Non-coding RNAs in sperm undergo significant changes during spermatogenesis in the testes and maturation in the epididymis [75, 76]. This fluctuating profile of sperm non-coding RNAs not only coincides with the shedding of much of the cytoplasm during spermatogenesis, but also imply that environmental factors can exert influences at various stages of sperm development. This challenges the conventional wisdom that the window for modeling transgenerational inheritance must encompass the entire spermatogenic cycle. For instance, the miR-17-92 cluster, being present in testicular sperm but absent in spermatozoa of the epididymal head, only to reappear in the tail region [77], reflecting cytoplasmic shedding during spermatogenesis and environmental influences on sperm development. Current evidence suggests that cauda sperm are capable of rapidly responding to environmental cues, with significant changes in sperm non-coding RNA profiles observed as quickly as 7 days following a high-sugar diet in humans [78]. In line with this, our previous studies in rats have demonstrated that 7 days of paternal self-administration of sucrose [41] or a 14-day regimen of cocaine self-administration [11] can lead to altered offspring phenotypes. Moreover, through overexpression of miR-19b in the brain, we observed an upregulation of miR-19b in the sperm collected from the caudal epididymis after 14 days. These findings necessitate a reconsideration and further investigation into the temporal window within which paternal environmental factors can induce transgenerational epigenetic changes. It implies that shorter-term exposures could suffice to initiate heritable modifications, underscoring the remarkable sensitivity of the germline to environmental perturbations.

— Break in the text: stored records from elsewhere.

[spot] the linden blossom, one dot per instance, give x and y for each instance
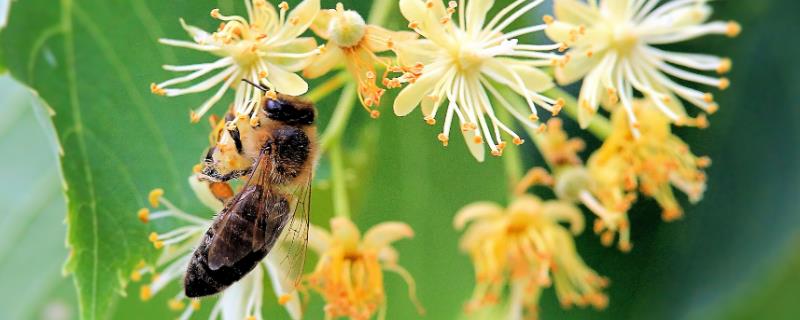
(264, 49)
(462, 60)
(612, 49)
(525, 249)
(356, 43)
(349, 274)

Additionally in the Supplementary Text (Figs. S9–S11), miR-19b overexpression in the NAc correlates with increased miR-19b in sperm from the caudal epididymis after 14 days, indicating that even short-term exposures to variable stimuli can lead to heritable changes, underscoring the germline’s sensitivity and rapid responses to environmental factors. And we provide some evidence of direct miRNA trafficking from the brain to the cauda epididymis sperm, as a possible explanation for the intriguing phenomena observed. The study of the effect of direct exchange between the nervous system and sperm offers the possibility of blocking the transgenerational inheritance of drug addiction in the future.